Even a mention of The Myanmar Times was altered to The Burma Times, despite the fact that no such newspaper exists.

While embarrassing, it was not unusual. Many analysts, who spoke about Myanmar and Yangon, found their quotes altered to refer to the old colonial names Burma and Rangoon.

As far as the editors of these publications were concerned, it was more important to make a point than to report the truth.

But that was then and this is now, and like Saul on the road to Damascus, they have experienced a startling conversion following the revolutionary steps undertaken by the newly elected government in Myanmar.

Those steps have included releasing political prisoners, unshackling the media, granting visas to expatriate oppositionists and journalists, and even giving free rein to Aung San Suu Kyi, the nation’s pro-democracy icon.

As a result, the colonial dinosaurs in their fusty editorial backwaters have been put in a fix.

Not only is it palpably dishonest and unethical of them to keep mangling people’s quotes, but by continuing to do so they appear out of step with Myanmar’s reforms.

So, quickly and quietly, in order not to alert outsiders to their embarrassing volte face, they have embraced the formerly hated terms.

Consider the Bangkok Post, for instance, Thailand’s flagship English-language daily, a mouthpiece of the Democrat Party and a forthright proponent of freedom and democracy (don’t laugh).

Until days ago, this great organ, whose masthead motto is “The Newspaper You Can Trust”, routinely bastardised reports so that all references to Myanmar were changed to Burma.

Now, however, a reset button has been pressed and all references to Burma are changed to Myanmar.

Thus, last week, Aung Zaw, the founder of Irrawaddy, a magazine laudably devoted to the pro-democracy movement, was quoted in the Bangkok Post as saying he hopes to publish a magazine in Myanmar, not in Burma.

Even more hilarious was the way, in the same article, the self-righteous edit-meisters hit the reset button again and referred to the DVB as the Democratic Voice of Myanmar.

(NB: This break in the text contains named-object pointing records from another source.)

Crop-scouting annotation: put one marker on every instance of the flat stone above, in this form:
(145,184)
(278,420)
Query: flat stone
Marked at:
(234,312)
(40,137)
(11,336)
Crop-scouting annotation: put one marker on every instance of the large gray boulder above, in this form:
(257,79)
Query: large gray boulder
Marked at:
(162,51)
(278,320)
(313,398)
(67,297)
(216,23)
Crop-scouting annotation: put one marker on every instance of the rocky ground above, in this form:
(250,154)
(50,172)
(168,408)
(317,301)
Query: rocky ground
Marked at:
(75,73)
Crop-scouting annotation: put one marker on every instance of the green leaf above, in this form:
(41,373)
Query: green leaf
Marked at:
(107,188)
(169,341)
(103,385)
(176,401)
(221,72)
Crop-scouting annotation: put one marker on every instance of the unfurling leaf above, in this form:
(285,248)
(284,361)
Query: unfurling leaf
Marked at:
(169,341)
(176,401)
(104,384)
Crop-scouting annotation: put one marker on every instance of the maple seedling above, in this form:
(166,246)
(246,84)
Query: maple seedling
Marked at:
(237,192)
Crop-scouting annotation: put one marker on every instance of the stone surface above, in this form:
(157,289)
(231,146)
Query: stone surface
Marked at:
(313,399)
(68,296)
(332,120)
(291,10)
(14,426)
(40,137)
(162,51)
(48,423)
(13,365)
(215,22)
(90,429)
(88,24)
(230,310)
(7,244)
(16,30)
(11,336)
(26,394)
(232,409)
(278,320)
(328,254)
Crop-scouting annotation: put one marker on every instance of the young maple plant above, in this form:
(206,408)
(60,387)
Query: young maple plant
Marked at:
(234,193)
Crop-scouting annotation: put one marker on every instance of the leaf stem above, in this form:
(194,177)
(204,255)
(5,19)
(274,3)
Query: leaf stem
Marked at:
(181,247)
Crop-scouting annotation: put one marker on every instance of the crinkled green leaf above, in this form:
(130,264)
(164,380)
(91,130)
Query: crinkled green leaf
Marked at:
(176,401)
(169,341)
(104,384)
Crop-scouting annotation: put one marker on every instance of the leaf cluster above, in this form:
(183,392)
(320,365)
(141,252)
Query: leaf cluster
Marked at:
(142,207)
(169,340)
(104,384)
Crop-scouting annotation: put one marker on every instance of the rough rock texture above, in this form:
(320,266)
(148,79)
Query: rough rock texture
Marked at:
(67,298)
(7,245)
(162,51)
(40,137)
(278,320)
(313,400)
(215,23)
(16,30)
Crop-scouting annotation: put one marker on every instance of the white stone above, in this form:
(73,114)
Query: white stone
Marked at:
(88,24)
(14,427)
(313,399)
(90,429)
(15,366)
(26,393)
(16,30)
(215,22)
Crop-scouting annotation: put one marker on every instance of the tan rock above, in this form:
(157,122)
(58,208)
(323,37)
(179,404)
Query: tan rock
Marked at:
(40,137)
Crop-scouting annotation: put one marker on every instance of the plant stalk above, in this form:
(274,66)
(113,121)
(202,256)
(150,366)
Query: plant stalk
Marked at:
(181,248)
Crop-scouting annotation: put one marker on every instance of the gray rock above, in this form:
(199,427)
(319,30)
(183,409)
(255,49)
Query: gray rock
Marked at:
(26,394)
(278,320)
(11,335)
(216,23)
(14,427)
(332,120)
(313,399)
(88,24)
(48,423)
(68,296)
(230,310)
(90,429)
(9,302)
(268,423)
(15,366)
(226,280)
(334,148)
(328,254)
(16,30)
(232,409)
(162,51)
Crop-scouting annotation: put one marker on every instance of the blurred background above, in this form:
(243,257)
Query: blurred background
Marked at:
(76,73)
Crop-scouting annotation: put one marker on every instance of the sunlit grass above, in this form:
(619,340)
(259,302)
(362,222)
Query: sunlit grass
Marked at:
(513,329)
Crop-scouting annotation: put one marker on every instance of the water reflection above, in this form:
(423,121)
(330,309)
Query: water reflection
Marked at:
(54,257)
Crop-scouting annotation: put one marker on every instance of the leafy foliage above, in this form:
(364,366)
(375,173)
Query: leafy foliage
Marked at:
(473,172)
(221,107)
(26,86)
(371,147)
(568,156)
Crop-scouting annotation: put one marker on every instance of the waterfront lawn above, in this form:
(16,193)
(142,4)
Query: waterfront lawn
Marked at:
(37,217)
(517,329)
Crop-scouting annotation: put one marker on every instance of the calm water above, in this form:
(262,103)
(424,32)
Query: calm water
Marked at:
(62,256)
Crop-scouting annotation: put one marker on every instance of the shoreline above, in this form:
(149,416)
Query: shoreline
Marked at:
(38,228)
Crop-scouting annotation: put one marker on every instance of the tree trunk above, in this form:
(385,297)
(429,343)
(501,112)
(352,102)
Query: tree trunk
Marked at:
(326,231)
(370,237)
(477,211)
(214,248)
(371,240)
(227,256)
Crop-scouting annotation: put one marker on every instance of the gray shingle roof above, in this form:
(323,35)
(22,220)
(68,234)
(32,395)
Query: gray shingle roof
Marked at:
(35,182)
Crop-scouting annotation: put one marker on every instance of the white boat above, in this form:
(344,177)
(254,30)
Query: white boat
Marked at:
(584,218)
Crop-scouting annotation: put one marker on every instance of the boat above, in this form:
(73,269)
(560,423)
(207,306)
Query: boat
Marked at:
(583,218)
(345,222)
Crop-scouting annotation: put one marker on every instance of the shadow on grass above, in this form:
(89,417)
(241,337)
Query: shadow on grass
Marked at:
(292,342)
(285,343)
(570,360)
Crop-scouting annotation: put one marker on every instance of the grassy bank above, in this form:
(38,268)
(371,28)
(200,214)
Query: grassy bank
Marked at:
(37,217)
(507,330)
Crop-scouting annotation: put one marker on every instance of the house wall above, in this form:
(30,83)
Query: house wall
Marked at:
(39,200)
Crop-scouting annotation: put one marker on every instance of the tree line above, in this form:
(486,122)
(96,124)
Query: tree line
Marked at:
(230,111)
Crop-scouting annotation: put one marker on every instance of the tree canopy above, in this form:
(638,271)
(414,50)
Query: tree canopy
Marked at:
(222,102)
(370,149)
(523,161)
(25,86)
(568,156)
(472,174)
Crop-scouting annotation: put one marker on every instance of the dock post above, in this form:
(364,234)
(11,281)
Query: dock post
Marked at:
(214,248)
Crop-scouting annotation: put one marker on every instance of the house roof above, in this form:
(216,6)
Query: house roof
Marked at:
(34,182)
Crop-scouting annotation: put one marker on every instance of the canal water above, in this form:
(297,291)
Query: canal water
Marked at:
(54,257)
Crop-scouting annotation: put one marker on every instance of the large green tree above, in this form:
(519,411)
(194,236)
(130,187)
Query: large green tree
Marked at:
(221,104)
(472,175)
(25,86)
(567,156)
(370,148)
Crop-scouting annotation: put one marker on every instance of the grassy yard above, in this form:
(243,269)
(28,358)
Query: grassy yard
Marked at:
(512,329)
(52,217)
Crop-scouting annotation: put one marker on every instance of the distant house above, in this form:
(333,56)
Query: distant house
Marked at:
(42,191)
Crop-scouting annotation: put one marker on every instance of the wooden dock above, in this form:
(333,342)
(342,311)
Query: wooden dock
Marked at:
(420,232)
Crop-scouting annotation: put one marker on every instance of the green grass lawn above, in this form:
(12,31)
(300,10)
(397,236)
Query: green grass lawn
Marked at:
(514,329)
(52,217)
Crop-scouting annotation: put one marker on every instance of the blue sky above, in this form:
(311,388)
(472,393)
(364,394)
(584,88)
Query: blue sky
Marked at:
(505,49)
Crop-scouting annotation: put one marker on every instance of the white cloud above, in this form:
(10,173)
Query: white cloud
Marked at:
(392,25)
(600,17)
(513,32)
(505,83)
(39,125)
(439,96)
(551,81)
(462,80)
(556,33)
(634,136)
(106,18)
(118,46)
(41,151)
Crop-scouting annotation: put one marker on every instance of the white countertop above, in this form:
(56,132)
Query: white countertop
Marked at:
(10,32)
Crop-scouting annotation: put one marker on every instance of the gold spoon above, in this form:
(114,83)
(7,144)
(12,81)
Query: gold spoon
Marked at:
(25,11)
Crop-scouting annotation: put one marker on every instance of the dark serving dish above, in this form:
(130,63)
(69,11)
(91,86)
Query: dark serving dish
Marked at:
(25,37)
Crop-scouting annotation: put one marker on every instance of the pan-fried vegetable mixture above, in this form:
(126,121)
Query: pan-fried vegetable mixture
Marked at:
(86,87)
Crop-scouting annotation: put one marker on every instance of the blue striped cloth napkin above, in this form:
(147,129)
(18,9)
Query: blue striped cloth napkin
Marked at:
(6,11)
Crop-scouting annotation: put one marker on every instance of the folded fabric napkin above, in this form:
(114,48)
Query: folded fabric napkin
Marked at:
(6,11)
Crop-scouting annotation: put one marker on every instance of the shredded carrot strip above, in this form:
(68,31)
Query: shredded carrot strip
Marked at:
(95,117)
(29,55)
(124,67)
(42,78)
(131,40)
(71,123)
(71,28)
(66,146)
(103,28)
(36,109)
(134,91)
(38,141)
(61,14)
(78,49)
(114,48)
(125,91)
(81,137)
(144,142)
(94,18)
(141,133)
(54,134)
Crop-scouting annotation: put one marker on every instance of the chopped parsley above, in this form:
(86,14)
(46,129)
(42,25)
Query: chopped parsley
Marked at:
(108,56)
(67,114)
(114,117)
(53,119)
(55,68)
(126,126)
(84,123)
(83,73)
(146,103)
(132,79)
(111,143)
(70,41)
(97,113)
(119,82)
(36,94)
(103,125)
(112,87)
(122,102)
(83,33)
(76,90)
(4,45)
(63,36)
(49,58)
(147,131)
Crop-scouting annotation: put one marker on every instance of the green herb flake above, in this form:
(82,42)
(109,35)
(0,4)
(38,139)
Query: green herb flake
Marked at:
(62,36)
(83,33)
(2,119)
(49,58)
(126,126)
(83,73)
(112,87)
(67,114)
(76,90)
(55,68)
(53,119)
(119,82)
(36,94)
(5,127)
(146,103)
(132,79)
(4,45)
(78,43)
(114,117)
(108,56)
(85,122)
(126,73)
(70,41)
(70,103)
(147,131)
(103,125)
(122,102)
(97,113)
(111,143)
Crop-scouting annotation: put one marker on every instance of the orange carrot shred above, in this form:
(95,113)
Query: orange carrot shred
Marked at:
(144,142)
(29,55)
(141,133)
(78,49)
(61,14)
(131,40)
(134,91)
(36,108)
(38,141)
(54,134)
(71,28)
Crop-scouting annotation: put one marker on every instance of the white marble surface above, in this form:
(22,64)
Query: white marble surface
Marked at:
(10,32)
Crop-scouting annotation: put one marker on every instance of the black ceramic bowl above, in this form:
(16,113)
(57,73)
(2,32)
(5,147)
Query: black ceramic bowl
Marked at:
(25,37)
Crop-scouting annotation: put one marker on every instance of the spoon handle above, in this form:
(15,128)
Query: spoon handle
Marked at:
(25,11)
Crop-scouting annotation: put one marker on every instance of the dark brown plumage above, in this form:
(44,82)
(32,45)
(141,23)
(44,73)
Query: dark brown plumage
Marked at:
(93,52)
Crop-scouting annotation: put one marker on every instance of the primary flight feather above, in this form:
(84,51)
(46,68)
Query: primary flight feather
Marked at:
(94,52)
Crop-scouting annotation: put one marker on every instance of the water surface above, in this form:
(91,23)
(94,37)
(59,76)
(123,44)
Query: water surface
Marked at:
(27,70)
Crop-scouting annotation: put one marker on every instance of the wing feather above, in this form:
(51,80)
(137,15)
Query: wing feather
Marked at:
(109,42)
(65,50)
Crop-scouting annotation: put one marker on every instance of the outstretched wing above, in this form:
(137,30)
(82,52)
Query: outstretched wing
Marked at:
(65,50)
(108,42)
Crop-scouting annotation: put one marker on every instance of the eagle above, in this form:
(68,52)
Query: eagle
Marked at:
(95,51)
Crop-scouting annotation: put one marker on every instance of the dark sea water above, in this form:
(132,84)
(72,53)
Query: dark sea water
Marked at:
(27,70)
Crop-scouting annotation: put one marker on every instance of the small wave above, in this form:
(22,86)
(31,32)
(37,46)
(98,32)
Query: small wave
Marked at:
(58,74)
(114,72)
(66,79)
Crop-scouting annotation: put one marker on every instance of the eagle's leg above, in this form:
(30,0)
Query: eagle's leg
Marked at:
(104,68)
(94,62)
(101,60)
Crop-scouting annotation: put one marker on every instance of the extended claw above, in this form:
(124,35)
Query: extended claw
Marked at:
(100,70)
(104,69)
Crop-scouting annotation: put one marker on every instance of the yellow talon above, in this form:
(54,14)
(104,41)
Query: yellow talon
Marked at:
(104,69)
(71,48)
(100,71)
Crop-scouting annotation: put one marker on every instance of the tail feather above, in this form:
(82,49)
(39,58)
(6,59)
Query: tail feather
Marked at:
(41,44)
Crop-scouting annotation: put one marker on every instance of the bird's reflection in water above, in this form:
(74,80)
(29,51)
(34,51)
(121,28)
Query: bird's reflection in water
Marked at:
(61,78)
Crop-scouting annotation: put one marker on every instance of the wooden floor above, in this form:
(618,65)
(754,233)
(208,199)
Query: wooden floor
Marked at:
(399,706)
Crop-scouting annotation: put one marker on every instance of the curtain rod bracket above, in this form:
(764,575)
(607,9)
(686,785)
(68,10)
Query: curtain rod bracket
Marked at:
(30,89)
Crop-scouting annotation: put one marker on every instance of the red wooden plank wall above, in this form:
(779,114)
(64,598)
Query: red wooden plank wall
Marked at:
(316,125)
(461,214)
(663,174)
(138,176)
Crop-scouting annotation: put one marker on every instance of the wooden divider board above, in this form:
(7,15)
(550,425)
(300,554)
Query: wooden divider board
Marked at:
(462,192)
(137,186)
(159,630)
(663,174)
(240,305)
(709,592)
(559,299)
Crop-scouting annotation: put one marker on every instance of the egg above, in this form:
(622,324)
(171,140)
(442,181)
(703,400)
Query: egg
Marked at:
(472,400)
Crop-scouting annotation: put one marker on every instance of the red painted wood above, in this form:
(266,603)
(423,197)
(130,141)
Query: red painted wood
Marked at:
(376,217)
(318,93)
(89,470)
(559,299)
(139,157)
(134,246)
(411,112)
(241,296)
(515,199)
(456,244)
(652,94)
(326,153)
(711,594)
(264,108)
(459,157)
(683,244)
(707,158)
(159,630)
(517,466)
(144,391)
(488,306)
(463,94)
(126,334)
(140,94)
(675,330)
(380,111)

Shum mishtake, shurely?

Perhaps we should not scoff, for the Thai media’s reporting about Myanmar is traditionally suffused with wild speculation, brutal opacity and a shocking tendency to include an occasional accurate statement.

One subject they have not explored in any detail, however, and yet is of great fascination, is which foreign country Suu Kyi will visit first after next month’s by-elections.

No one doubts that she and most of her party’s candidates will win and become MPs, and that soon after, the European Union will lift its trade and investment restrictions on Myanmar.

At that time, Suu Kyi has said she will start to accept some of the myriad invitations she has received from nations around the world.

She has always said that her first visit will be to Norway, which awarded her the 1991 Nobel Peace Prize and thus thrust her name onto the world’s stage.

But recently, she has been displeased by the way the Norwegian government has called for the immediate elimination of sanctions and has urged businessmen to start investing in Myanmar right away.

The EU and the United States have always said they will not lift sanctions until Suu Kyi gives the word. And she does not look kindly on anyone else, even the Norwegians, trying to usurp that power. So she is now likely to go somewhere else first and then travel to Oslo.

Probably, it will be Kuala Lumpur, since she recently received a personal invite from Malaysia’s veteran diplomat Razali Ismail, who also visited government leaders and the newly released former PM Khin Nyunt.

When Daw Suu gets to KL, she will speak about Myanmar, not Burma. And then the dodos will all waddle into line.